ECOCIDIO – Molto più di una semplice parola
Il termine ECOCIDIO descrive il modo in cui trattiamo il nostro pianeta: il danno e la distruzione su vasta scala delle risorse naturali e degli ecosistemi. Letteralmente significa «uccidere la propria casa».
"Eco" è l'abbreviazione di "ecologia" (interazioni biologiche). Il suffisso "-cidio" si riferisce all'atto di uccidere, a volte in senso figurato. Alcuni esempi sono: femminicidio, genocidio, omicidio, infanticidio, suicidio, ecc.

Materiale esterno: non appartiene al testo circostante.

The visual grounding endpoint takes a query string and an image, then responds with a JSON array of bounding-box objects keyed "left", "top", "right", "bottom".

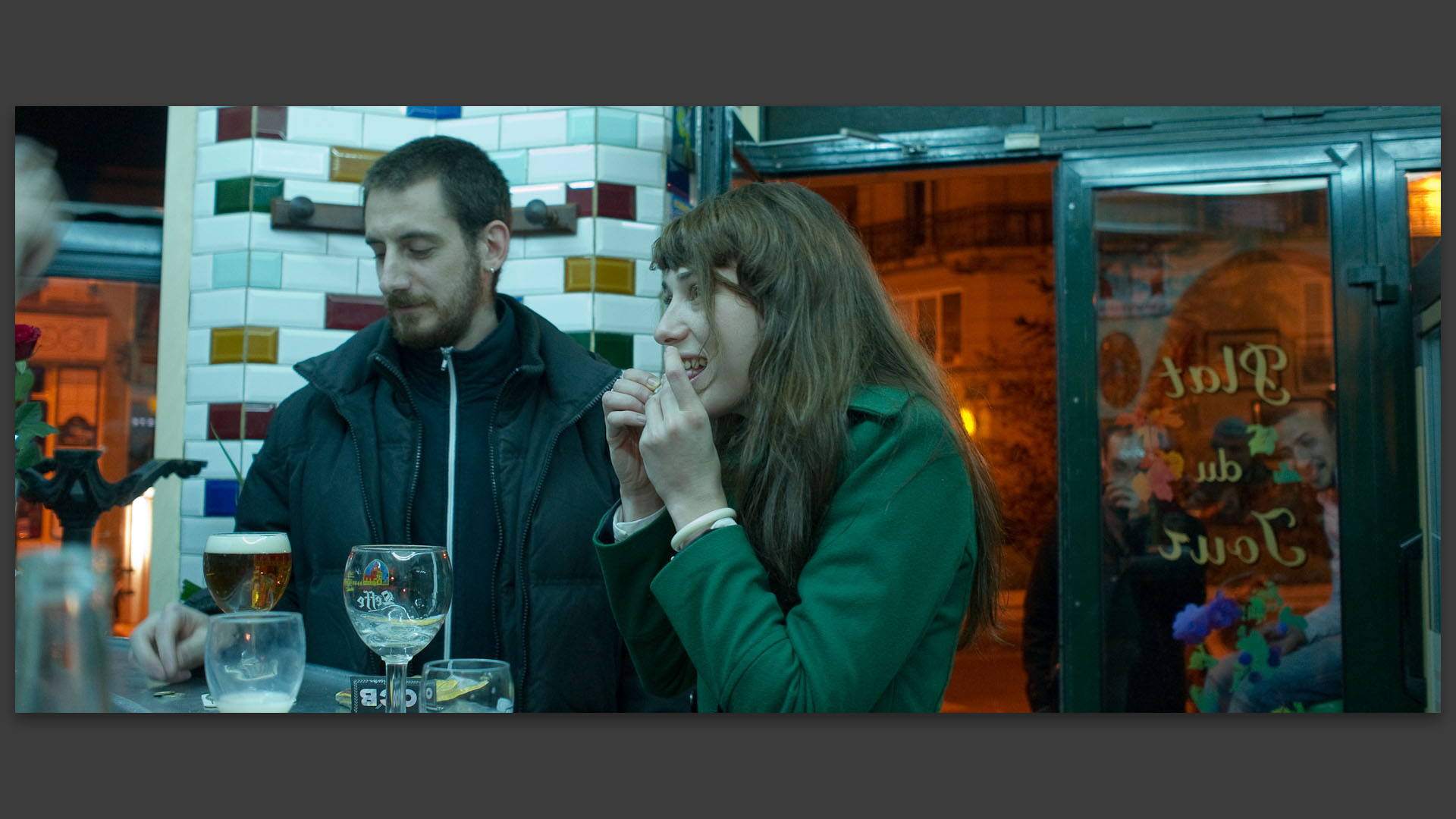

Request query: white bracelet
[{"left": 673, "top": 506, "right": 738, "bottom": 552}]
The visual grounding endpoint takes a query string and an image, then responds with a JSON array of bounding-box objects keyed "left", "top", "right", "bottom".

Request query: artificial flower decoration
[{"left": 14, "top": 324, "right": 55, "bottom": 472}]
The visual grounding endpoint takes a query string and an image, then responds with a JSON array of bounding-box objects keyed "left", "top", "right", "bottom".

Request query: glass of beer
[{"left": 202, "top": 532, "right": 293, "bottom": 612}]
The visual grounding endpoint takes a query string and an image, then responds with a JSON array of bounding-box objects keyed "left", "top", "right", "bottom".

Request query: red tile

Tuttavia, il termine «ECOCIDE» è talvolta oggetto di critiche da parte di diversi soggetti: qualsiasi relativizzazione dell’Olocausto, anche solo vagamente accennata, è altamente problematica, poiché potrebbe distogliere l’attenzione dalla colpa di questo terribile crimine e indebolire così il senso di responsabilità nei confronti della vita del popolo ebraico, dell’esistenza dello Stato di Israele e della lotta contro l’antisemitismo. Per questo motivo, il termine «ECOCIDE» – coniato esplicitamente nel contesto del genocidio – è oggetto di critiche.

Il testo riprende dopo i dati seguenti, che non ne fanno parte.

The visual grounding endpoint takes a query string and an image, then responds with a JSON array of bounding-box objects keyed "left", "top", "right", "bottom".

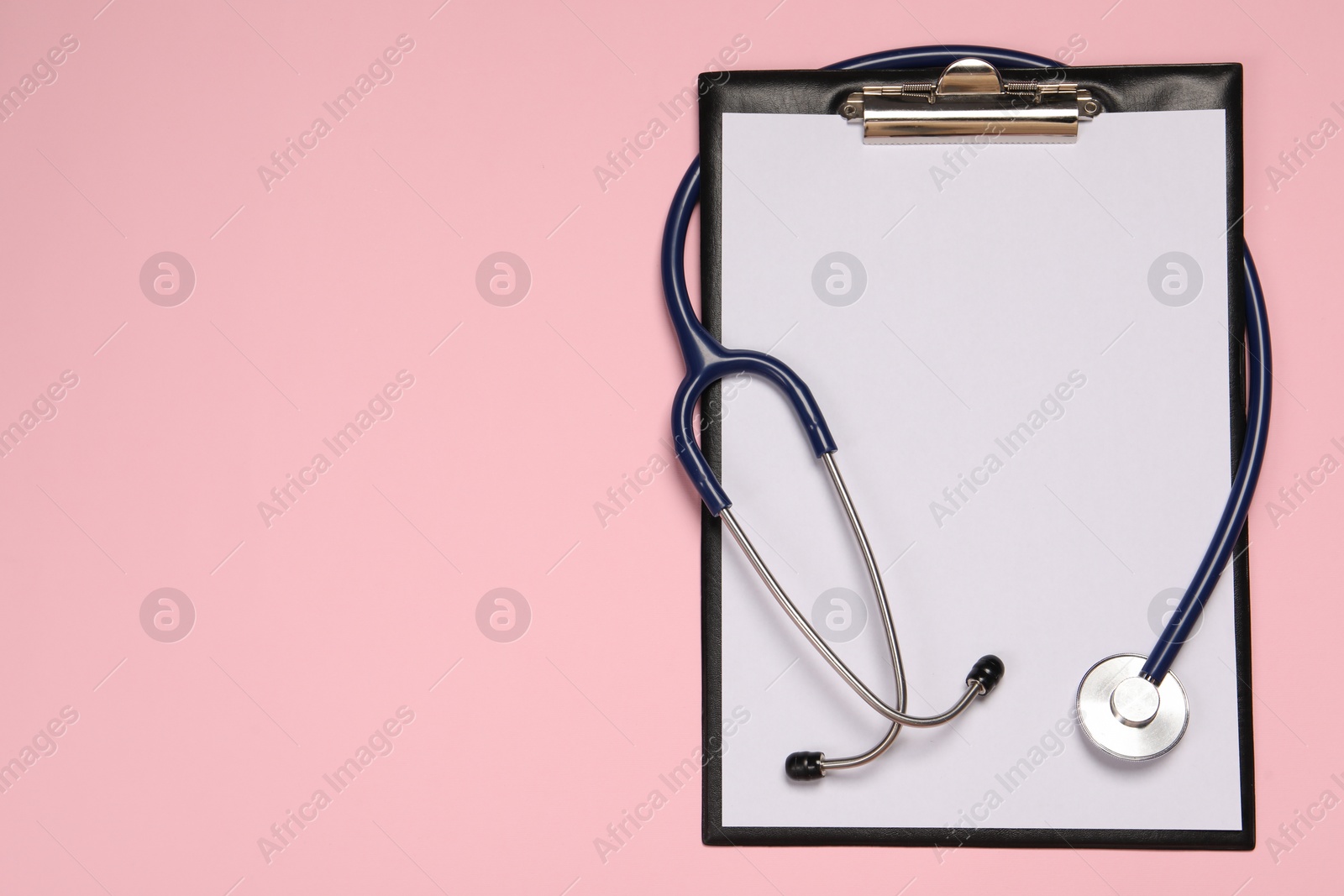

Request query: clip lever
[{"left": 840, "top": 58, "right": 1100, "bottom": 143}]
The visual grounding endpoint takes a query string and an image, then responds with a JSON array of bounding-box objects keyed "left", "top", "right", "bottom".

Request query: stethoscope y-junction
[{"left": 661, "top": 47, "right": 1270, "bottom": 780}]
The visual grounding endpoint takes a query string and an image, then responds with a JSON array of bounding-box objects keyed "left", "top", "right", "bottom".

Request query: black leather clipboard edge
[{"left": 699, "top": 63, "right": 1255, "bottom": 851}]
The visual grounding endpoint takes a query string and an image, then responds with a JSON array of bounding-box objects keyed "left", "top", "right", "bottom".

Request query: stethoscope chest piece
[{"left": 1078, "top": 652, "right": 1189, "bottom": 762}]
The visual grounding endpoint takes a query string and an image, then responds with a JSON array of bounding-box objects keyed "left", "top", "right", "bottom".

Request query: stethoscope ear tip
[
  {"left": 784, "top": 752, "right": 827, "bottom": 780},
  {"left": 966, "top": 652, "right": 1004, "bottom": 696}
]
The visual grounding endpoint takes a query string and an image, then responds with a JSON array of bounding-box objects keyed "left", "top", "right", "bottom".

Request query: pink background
[{"left": 0, "top": 0, "right": 1344, "bottom": 896}]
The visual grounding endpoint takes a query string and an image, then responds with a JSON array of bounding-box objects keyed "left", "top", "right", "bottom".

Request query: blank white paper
[{"left": 722, "top": 110, "right": 1242, "bottom": 829}]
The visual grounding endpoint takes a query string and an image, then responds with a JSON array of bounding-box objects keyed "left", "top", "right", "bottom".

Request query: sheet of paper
[{"left": 722, "top": 110, "right": 1241, "bottom": 829}]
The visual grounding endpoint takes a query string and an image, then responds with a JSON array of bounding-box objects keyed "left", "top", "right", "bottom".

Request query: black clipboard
[{"left": 699, "top": 63, "right": 1255, "bottom": 851}]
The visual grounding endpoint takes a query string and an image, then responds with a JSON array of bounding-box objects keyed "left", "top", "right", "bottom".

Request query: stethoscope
[{"left": 661, "top": 45, "right": 1270, "bottom": 780}]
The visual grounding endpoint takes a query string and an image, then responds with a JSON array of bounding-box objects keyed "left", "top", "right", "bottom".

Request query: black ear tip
[
  {"left": 784, "top": 752, "right": 825, "bottom": 780},
  {"left": 966, "top": 654, "right": 1004, "bottom": 694}
]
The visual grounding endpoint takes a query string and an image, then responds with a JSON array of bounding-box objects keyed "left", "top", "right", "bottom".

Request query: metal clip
[{"left": 840, "top": 58, "right": 1100, "bottom": 143}]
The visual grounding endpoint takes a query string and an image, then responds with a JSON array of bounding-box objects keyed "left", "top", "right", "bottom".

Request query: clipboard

Essendo figlia di un sopravvissuto all’Olocausto, non condivido affatto questa opinione.
Mio padre, un ebreo belga nato nel 1911, trascorse un lungo periodo come prigioniero di guerra in un campo di concentramento. Poiché non aveva con sé il passaporto ebraico, non fu identificato come ebreo. Grazie alle sue competenze linguistiche, fu impiegato come interprete. Nel 1943 riuscì a fuggire e rimase nascosto in Austria fino alla fine della guerra. Si unì agli americani e fu presente alla liberazione del campo di concentramento di Mauthausen in Austria. In totale, 13 parenti di mio padre furono uccisi nelle camere a gas di Auschwitz e Treblinka. Mio padre lavorò come interprete ai processi di Norimberga.
Negli ultimi tre anni, il 27 gennaio, in occasione della Giornata internazionale della memoria dell’Olocausto, ho tenuto un discorso contro l’antisemitismo davanti al municipio del nostro comune.

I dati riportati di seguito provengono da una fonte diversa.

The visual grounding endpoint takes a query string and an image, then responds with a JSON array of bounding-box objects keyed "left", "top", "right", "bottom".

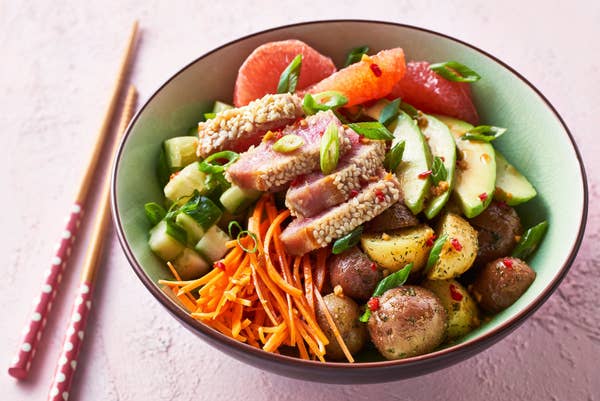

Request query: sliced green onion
[
  {"left": 512, "top": 221, "right": 548, "bottom": 259},
  {"left": 198, "top": 150, "right": 240, "bottom": 174},
  {"left": 348, "top": 121, "right": 394, "bottom": 141},
  {"left": 383, "top": 141, "right": 406, "bottom": 172},
  {"left": 236, "top": 230, "right": 258, "bottom": 253},
  {"left": 423, "top": 234, "right": 448, "bottom": 273},
  {"left": 320, "top": 121, "right": 340, "bottom": 175},
  {"left": 358, "top": 263, "right": 413, "bottom": 323},
  {"left": 277, "top": 54, "right": 302, "bottom": 93},
  {"left": 144, "top": 202, "right": 167, "bottom": 226},
  {"left": 429, "top": 61, "right": 481, "bottom": 82},
  {"left": 431, "top": 156, "right": 448, "bottom": 185},
  {"left": 302, "top": 91, "right": 348, "bottom": 116},
  {"left": 331, "top": 226, "right": 363, "bottom": 255},
  {"left": 460, "top": 125, "right": 506, "bottom": 142},
  {"left": 273, "top": 134, "right": 304, "bottom": 153},
  {"left": 379, "top": 98, "right": 401, "bottom": 125},
  {"left": 344, "top": 46, "right": 369, "bottom": 67}
]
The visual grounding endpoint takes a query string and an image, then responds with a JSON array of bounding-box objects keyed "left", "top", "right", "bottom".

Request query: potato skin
[
  {"left": 360, "top": 225, "right": 433, "bottom": 273},
  {"left": 422, "top": 280, "right": 480, "bottom": 340},
  {"left": 471, "top": 257, "right": 536, "bottom": 313},
  {"left": 427, "top": 213, "right": 478, "bottom": 280},
  {"left": 327, "top": 247, "right": 383, "bottom": 301},
  {"left": 316, "top": 294, "right": 367, "bottom": 360},
  {"left": 368, "top": 286, "right": 448, "bottom": 359}
]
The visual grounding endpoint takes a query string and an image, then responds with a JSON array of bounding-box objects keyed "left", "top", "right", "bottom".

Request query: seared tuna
[
  {"left": 281, "top": 170, "right": 400, "bottom": 255},
  {"left": 225, "top": 111, "right": 355, "bottom": 191},
  {"left": 285, "top": 141, "right": 385, "bottom": 217},
  {"left": 198, "top": 93, "right": 304, "bottom": 157}
]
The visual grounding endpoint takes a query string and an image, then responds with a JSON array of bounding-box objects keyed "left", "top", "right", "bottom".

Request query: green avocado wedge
[
  {"left": 438, "top": 116, "right": 496, "bottom": 218},
  {"left": 494, "top": 151, "right": 537, "bottom": 206},
  {"left": 391, "top": 111, "right": 431, "bottom": 214},
  {"left": 423, "top": 115, "right": 456, "bottom": 220}
]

A mio avviso, il termine ECOCIDE è perfetto. Da un punto di vista etimologico, è di grande effetto. È proprio la proposta di criminalizzare l’ECOCIDE ad aver suscitato l’interesse e l’entusiasmo dell’opinione pubblica e della politica, mentre ciò non è avvenuto con termini meno incisivi. Il termine ECOCIDE suscita emozioni e attira l’attenzione. È un’espressione forte e incisiva. Il suffisso -cide simboleggia qualcosa di definitivo e suona brutale.
Ed è proprio questo che è l’ECOCIDIO: brutale, perché il termine indica il danno e la distruzione su vasta scala della nostra natura e dei nostri ecosistemi vitali. Gli ECOCIDI sono una delle cause principali della crisi climatica e ambientale (riscaldamento globale, perdita di biodiversità, inquinamento ambientale).
Non mi viene in mente nessun altro termine adatto che riesca a sintetizzare questo messaggio fondamentale in una sola parola.
Ed è per questo che abbiamo bisogno di una legge rigorosa sull’ECOCIDIO. Il diritto penale ambientale serve innanzitutto a proteggere l’ambiente e, di conseguenza, a garantire la sopravvivenza dell’umanità preservando gli ecosistemi vitali. La funzione espressiva di un termine è una considerazione legittima. E una funzione importante del diritto penale è proprio il «messaggio» che associamo al termine ECOCIDIO.
Non ho mai associato il termine «ecocidio» all’antisemitismo o alla discriminazione. Al contrario: se l’ecocidio venisse inserito come quinto crimine nello Statuto di Roma della Corte penale internazionale, rappresenterebbe un’enorme opportunità per l’umanità – e con questo intendo TUTTE le persone, ovviamente – di avere un futuro degno di essere vissuto!